Multi-lens 360 cameras such as the Insta360 Pro 2 make use of very large overlaps from adjacent lenses, a feature that allows for high-quality 360 and 3D-360 capture. Image: Steve Cooper/Keith Martin
High-end VR camera systems that capture 3D-180 video are becoming increasingly common in immersive media production. To generate 3D-180 video, a pair of left/right fisheye lenses record the scene as a pair of hemispherical videos. Those frames are de-warped and arranged as a pair of left/right stereoscopic images similar to how traditional 3D movies are presented . The image pairs must be well-aligned and in perfect-sync during capture.
Lenses such as the Canon RF 2.5mm Dual Fisheye Lens are made specifically to capture 3D-180, and can be used with traditional camera bodies such as the Canon R5 and R5 C.
30fps (or 29.97fps) is the recommended minimum frame rate for VR, with 60fps yielding smoother playback in VR headsets. However, capturing higher frame rates generates proportionately larger amounts of video data and requires more post processing. At 30fps, viewers may notice a judder or strobing when large objects move across the field of view. Immersive video is more comfortable to view when it’s 60fps, but the tradeoffs between frame rate, resolution, and distribution end points should be carefully considered.
Note that 24fps and 30fps rectilinear (traditional) video is less susceptible to judder during playback because it’s usually experienced in a small virtual display in VR. However, if a rectilinear video is played back on a very large virtual screen, judder can be a problem.
Each VR camera model will have a final stitched resolution as part of its specifications. Meta Quest 2 supports playback up to 8192x4096 and 5760x5760, but the actual video resolution delivered to users will depend on where video is hosted and whether it is streamed or playback back locally.
To learn more about recommended and maximum video specifications for Meta Quest 2 headsets, see Encoding immersive videos for Meta Quest 2.
Due to requiring multiple sensors and lenses, 360 cameras usually feature small to medium-sized sensors. While smaller sensors do not perform as well in low light conditions, they allow camera designers to build smaller rigs with the lenses and sensors closer together. This minimizes parallax and can help to make the stitching process easier.

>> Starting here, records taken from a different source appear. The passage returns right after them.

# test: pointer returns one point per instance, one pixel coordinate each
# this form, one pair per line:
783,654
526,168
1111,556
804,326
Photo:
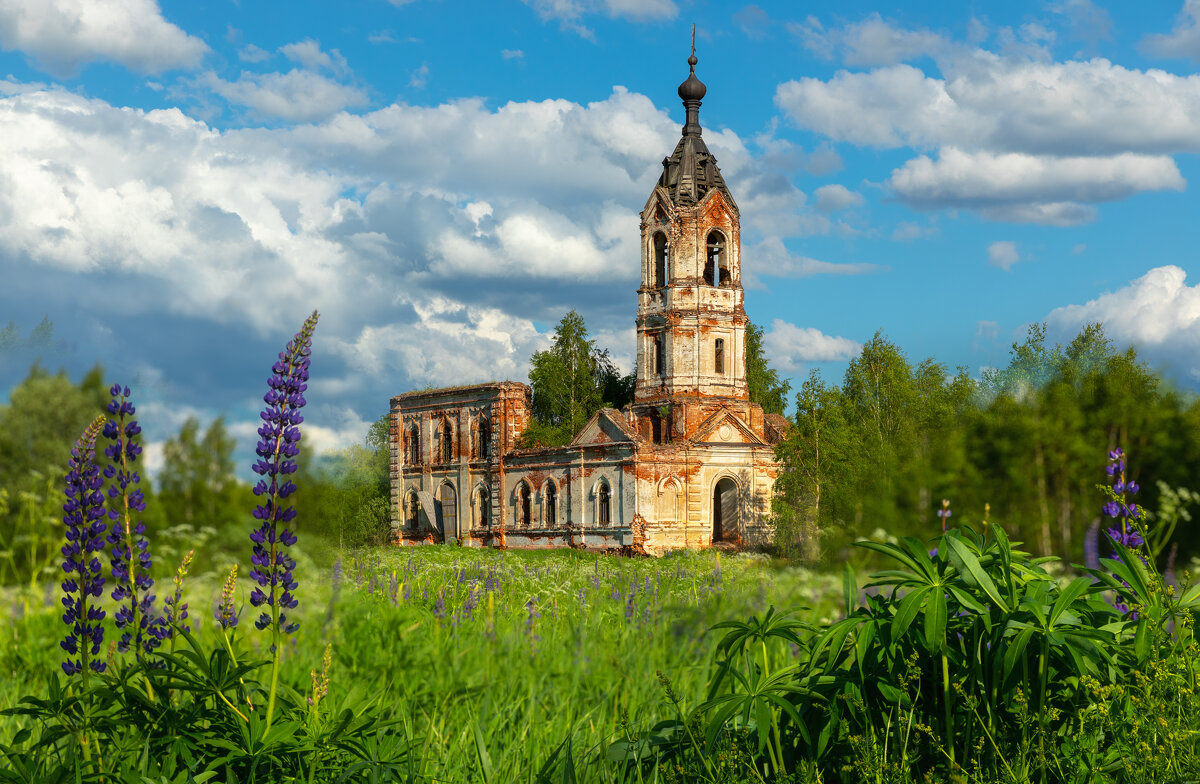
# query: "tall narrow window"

As an example, one of the larger off-the-shelf professional 3D-360 cameras has ten Micro 4/3rds (MFT) sensors and fisheye lenses; image quality is excellent, but due to the large distance between lenses and sensors, it is challenging to stitch comfortable 3D-360 video when there are close subjects, and output is not human scale when viewed in VR headsets. The camera is also extremely large, making it difficult to fit into smaller physical spaces.
Other cameras use 6 to 8 lenses, some with smaller sensors. These allow for closer subject distances, can capture closer-to-human-scale stereoscopic video, and they are compact enough to fit into smaller physical spaces.
Finally, at the smallest end of the spectrum, dual lens cameras with 1-inch-type or smaller sensors are pocketable, capture monoscopic 360 video, and can fit into very compact spaces such as car interiors.They are commonly used as POV / action cameras to capture sports.
Although smaller sensors yield smaller cameras, they capture noisier video than larger sensors do, and have a smaller dynamic range (this can be challenging when shooting indoor scenes with bright windows, for example).